Quando chegarem dias melhores, penso em me vestir de poesia africana, e correr poemas pelo mundo, penso em encher de beleza e poesia o coração de Moçambique e da África, amar minha família e o meu povo, a vida, a natureza, o universo e escrever para voar.
7. Do jeito como estava o mundo antes da Pandemia do covid-19, acredita que ele possa vir a mudar?
Eu sou como Guimarães Rosa, acredito na ressurreição do Homem, na justiça do criador, num Homem mais humanista e responsável, aguardo uma nova ordem para mim e para todas as coisas.
8. Qual a lição desse isolamento social para si?

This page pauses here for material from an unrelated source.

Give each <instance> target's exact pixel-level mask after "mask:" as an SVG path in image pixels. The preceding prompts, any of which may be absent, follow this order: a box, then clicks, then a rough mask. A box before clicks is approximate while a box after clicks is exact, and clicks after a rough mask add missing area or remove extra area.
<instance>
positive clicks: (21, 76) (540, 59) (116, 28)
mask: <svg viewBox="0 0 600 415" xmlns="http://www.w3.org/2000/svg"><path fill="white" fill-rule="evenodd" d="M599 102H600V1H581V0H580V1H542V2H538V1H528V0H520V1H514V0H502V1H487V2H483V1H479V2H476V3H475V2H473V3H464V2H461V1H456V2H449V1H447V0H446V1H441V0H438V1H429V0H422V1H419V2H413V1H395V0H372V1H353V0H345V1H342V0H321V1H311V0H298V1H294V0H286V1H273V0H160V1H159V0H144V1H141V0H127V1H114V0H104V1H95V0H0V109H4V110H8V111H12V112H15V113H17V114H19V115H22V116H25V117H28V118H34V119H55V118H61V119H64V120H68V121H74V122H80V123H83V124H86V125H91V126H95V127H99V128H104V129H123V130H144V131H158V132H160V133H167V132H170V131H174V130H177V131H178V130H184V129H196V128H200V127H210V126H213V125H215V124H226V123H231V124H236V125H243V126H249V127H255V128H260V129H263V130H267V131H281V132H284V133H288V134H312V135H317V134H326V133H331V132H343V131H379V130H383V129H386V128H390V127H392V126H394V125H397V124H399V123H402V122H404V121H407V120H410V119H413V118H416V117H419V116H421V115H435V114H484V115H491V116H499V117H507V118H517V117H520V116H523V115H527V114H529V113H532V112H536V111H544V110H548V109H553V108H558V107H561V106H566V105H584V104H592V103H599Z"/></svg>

O ser humano deve ser mais solidário e humano, pois essas são as melhores formas de existir e se relacionar. A solidariedade é remédio para qualquer doença, o isolamento pode ser físico, mas as boas relações humanas e verdadeiras são mais fortes que qualquer isolamento e distanciamento.
9. Nietzsche assumia que a arte existe para que a verdade não nos mate, sob esta ideia, tem visto a arte assim? O que tem escrito e que tem amenizado as tuas dores no mundo, principalmente nesses dias?
Sou muito suspeito para falar de Nietzsche, escrevi minha monografia na perspectiva de um pensamento Nietzscheano. A arte é um remédio para os males do mundo. Mas a arte é subjectiva, depende de como cada um a concebe. Eu sou filho de Nietzsche e Da varanda do meu poema abraço a humanidade inteira, escrevo para incentivar o povo Moçambicano e africano a sonhar e pela escrita entregar abraços para o mundo inteiro.
Para amenizar as dores do mundo crio conteúdos que não são corona-centrados, escrevo versos que são parte integrante da terra, do mar, do céu, o sujeito poético caminha, de mãos dadas com a Natureza, com a minha gente, canta o sol, a lua, o arco-íris, Trago uma poesia dos sentidos e das sensações, sempre em agradecimento e consonância com o plano do Criador. Deus está presente em cada instante, e algo engrandecido surge, objecto de um amor poético universal e transcendente.
10. Se está pandemia significar a extinção da Humanidade, diria que valeu a pena ter vivido?
Que esta pandemia não seja a extinção da Humanidade. Sim, valeu a pena ter vivido, orgulho-me da minha história de vida e minha produção literária é um legado de amor a minha pátria, Moçambique, e a minha Mãe terra, África.